Regarding fare prices of Budapest public transport firm BKK, Karácsony said they were aiming to make public transport free of charge up to the age of fourteen, depending on BKK’s financial status, “which is not yet clear to us”. He said the price of season tickets should not be raised and indeed should be cut, to motivate travellers to buy annual tickets.
Regarding the reconstruction of Budapest’s iconic Chain Bridge and the surrounding areas, Karácsony said that his predecessor, István Tarlós, had “probably made the right decision” when he called off the tender “because it was overpriced”. The same goes for the tender on revamping the middle section of metro line 3, he said.
Karácsony said that downtown Budapest should gradually be made car-free. The first steps would be to build P+R parks and to “start a public discussion” on a congestion fee for cars in downtown Budapest, he said. This, he added, should be introduced temporarily before a referendum is held on whether it should remain a permanent arrangement.

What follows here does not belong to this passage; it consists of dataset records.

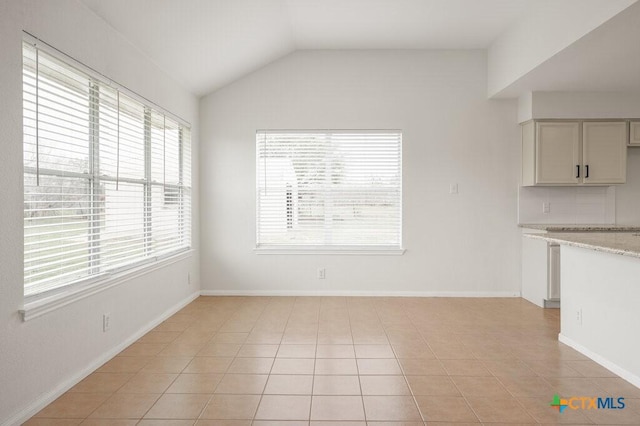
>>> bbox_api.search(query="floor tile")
[451,376,511,398]
[197,344,242,358]
[69,373,133,393]
[183,357,233,374]
[313,375,361,395]
[140,357,191,374]
[116,373,177,394]
[362,396,422,421]
[359,376,410,395]
[165,373,223,393]
[23,420,83,426]
[264,374,313,395]
[226,357,274,374]
[214,374,268,394]
[397,358,446,376]
[310,396,365,421]
[236,345,279,358]
[465,396,536,423]
[405,376,460,396]
[315,359,358,375]
[271,358,316,374]
[255,395,311,420]
[316,345,356,359]
[144,393,211,419]
[200,394,260,419]
[89,393,160,419]
[414,396,478,422]
[34,393,112,419]
[276,344,317,358]
[354,345,395,359]
[97,357,151,374]
[27,296,640,426]
[356,359,402,375]
[440,359,491,376]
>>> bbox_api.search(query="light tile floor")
[26,297,640,425]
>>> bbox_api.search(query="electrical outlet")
[103,313,111,332]
[543,202,551,214]
[188,272,191,286]
[576,309,582,326]
[317,268,326,279]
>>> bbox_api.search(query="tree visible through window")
[23,39,191,298]
[256,130,402,249]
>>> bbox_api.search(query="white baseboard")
[559,333,640,389]
[2,291,200,426]
[200,289,520,297]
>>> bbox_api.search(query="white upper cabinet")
[582,122,627,184]
[630,121,640,146]
[522,120,628,186]
[535,122,580,185]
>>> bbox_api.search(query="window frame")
[21,34,192,318]
[254,129,404,255]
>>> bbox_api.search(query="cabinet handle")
[586,165,590,178]
[576,165,580,178]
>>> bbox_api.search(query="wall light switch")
[449,183,458,194]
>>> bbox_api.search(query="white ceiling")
[80,0,640,98]
[80,0,534,96]
[494,0,640,98]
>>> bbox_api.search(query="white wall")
[199,50,521,297]
[0,0,200,424]
[487,0,636,97]
[518,186,616,225]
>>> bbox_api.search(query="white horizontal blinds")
[23,41,192,298]
[256,131,402,247]
[23,43,94,295]
[180,127,192,248]
[150,112,185,255]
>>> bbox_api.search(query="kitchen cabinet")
[522,120,627,186]
[630,121,640,146]
[521,230,560,308]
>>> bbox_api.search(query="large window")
[256,130,402,250]
[23,40,191,298]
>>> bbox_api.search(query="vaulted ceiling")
[80,0,639,98]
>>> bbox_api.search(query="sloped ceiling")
[80,0,638,97]
[80,0,532,96]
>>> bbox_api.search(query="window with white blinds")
[256,130,402,249]
[23,40,191,298]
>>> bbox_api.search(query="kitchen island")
[524,232,640,388]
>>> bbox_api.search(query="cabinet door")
[535,122,580,185]
[630,121,640,146]
[582,122,627,184]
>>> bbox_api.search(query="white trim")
[559,333,640,389]
[2,291,200,426]
[254,247,406,255]
[200,289,520,297]
[20,250,194,321]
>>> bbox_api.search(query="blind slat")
[256,130,402,247]
[23,41,192,298]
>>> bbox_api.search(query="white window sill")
[254,247,406,255]
[20,249,194,322]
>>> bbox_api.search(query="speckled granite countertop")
[519,224,640,232]
[525,232,640,259]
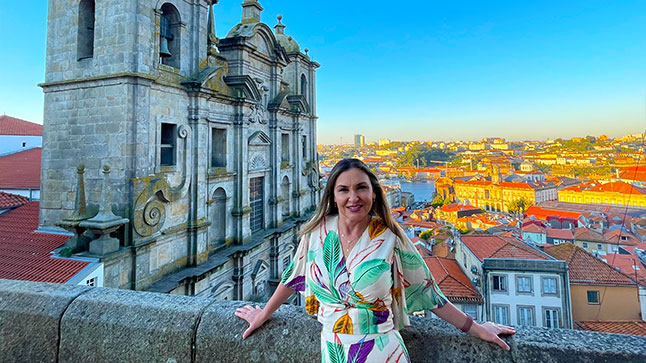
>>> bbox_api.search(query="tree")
[419,229,433,241]
[431,194,445,207]
[507,197,533,216]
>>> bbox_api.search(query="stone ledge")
[1,279,645,363]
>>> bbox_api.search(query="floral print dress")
[281,215,448,363]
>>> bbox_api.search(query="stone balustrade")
[1,279,645,362]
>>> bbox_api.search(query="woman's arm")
[234,283,295,339]
[431,301,515,351]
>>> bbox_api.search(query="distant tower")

Regarding Lokál, a free pro-Fidesz tabloid, Karácsony said he would instruct BKK to immediately terminate the contract with the paper. They will also prohibit public dissemination of “hatemongering propaganda” in the streets of Budapest as far as that is possible, he said.
The mayor said the conditions of homeless shelters would be improved ahead of the winter. The aim is to significantly reduce the number of people living on the streets of the city by the end of his term, he said.
He said all current directors of municipal theatres should complete their mandates, and new directors would be selected through a public competition.
The mayor backed by Momentum, the Democratic Coalition, the Socialist Party alliance with Párbeszéd and LMP will govern as part of a coalition and he said he planned to work alongside 3-4 deputy mayors.